When the Colorado Avalanche signed Nail Yakupov to a one-year, $875k deal in the offseason, it looked like a great opportunity for both parties. Colorado was getting a player with raw talent for a minimal cap hit and Yakupov was getting the opportunity to start over after a dismal season with the St. Louis Blues. Could this be a breakout year for Yakupov in Denver?
The Edmonton Years
Yakupov was drafted first overall by the Edmonton Oilers in the 2012 NHL Draft, a move that contradicted the wishes of some members of the team’s front office. Like so many top draft picks, Yakupov entered the league to lofty expectations. Many predicted that he would be the next marquee player in the league. He had a cannon of a one-timer, great speed on the outside, and the ability to get a shot off quickly under pressure. All indications pointed to him being a key piece to a young Oilers’ core that could yield a dynasty.
Fast forward four years. Middling numbers, disagreements with management, inconsistent line pairings, and a rotating coaching staff led to underwhelming returns on the Yakupov investment. Don Cherry had a field day attacking him for his goal celebrations, his comments on Canadians playing “dirty”, and his check on Kyle Chipchura. In a city that values a certain modest personality, Yakupov simply wasn’t the right guy; a winger with boundless energy on a team that desperately needed discipline and hockey IQ.
Struggles in St.
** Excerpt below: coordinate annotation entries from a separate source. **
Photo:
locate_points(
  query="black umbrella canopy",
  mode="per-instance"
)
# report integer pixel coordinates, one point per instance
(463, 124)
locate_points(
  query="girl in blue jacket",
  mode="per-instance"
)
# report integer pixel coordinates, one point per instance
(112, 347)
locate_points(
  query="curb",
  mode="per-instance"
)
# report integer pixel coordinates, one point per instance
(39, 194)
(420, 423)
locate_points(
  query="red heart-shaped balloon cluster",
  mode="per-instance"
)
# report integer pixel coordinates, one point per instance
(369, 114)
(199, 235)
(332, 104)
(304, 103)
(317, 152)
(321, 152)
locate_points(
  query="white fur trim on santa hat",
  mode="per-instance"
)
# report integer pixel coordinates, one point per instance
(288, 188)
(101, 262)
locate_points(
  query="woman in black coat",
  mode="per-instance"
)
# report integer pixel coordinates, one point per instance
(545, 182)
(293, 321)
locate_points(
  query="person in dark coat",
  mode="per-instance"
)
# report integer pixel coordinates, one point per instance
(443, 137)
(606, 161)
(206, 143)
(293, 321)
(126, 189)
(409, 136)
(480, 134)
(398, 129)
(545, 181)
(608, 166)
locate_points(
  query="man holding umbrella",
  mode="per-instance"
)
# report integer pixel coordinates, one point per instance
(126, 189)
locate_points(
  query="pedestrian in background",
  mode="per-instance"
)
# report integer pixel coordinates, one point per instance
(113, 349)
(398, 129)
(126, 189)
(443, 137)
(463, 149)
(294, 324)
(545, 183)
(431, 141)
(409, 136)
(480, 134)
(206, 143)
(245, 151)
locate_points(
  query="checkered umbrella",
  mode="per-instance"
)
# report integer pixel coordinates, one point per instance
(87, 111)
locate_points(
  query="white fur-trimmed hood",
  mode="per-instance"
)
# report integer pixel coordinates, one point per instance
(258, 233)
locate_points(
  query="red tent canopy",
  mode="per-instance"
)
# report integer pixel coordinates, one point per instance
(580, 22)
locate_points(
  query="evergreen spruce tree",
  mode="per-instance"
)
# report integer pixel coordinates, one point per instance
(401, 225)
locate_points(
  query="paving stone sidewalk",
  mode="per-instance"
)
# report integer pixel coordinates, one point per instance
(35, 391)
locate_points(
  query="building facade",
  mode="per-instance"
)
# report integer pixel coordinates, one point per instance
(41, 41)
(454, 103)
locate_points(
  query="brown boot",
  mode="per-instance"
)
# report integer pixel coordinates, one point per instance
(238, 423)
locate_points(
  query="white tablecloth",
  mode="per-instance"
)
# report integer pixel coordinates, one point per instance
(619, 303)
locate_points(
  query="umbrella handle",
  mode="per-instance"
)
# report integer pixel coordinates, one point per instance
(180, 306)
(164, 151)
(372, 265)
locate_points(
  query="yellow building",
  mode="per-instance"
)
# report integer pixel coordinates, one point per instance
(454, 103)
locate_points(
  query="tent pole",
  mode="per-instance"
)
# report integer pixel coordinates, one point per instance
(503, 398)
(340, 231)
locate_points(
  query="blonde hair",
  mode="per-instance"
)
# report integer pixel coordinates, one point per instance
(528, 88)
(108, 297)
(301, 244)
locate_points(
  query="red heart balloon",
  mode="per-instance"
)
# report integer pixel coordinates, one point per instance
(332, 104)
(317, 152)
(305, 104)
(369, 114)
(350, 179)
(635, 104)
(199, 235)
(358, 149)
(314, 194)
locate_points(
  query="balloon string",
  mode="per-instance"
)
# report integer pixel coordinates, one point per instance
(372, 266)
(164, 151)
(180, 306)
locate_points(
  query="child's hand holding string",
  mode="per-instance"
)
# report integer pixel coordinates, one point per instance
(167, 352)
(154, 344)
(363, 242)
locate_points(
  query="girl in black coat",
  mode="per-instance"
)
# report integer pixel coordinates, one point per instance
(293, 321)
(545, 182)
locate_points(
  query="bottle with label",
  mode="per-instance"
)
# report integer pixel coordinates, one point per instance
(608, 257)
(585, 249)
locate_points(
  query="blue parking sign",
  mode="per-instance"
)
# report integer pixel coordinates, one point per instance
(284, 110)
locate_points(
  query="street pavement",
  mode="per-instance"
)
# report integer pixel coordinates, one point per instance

Louis
Amidst floundering point totals that never reached the statistical heights of his rookie, lockout-shortened, season, Yakupov requested a trade in February of 2016, but a deal wasn’t completed until the offseason. He was sent to the Blues for prospect Zach Pochiro and a conditional third-round draft pick. The deal stipulated that the pick would become a second-rounder if Yakupov could score 15 goals for the Blues during the 2016-17 campaign.
While he produced effectively early in the season, chemistry issues continued to haunt him. The Oilers were in the process of a patient rebuild, where the Blues iced a strong team poised for an immediate deep playoff run. Yakupov quickly fell to the third and fourth lines, where he continued to struggle. Diminished ice time turned into consistent healthy scratches, and a disappointing season was punctuated early with a season-ending knee injury in March. He ended the 2016-17 season with three goals and six assists in 40 games.
A Fresh Start in Colorado
After his abysmal season in St. Louis, the Blues declined to submit a qualifying offer, making him an unrestricted free agent and he signed with the Avalanche prior to training camp. In the first seven games of this season, he has already matched last year’s goal total, playing with the energy and creativity the hockey world expected of him on draft day. He is creating chances with his speed and puck skills for his linemates, Matt Duchene and Alexander Kerfoot. After five years of being shuffled through the order, Nail finally has a consistent forward line with whom he can build chemistry.
Avalanche fans have every reason to be optimistic about this season. Oilers fans unfairly saddled Yakupov with lofty expectations for a club in transition, and the Blues relegated him to the fourth line, where he never had a chance to develop. In Colorado, Nail will be a consistent second-line winger, playing alongside two young, speedy players in a system that rewards speed and pressure.
Expectations for Yakupov’s production are low. He isn’t trying to justify a large contract, and nobody is expecting the Avalanche to be any kind of contender anytime soon. One thing that has stood out early this season: he has the freedom to just go out and play. He’s shooting the puck a lot, tied for fourth on the team with 17 shots on goal. He’s getting power play opportunities and is afforded the freedom and creativity that best suit his playing style.
Rather than trying to find a way to make Yakupov fit into a system, the Avalanche have given him the freedom to play his own game. Colorado just might be the perfect fit for him to finally flourish in the NHL.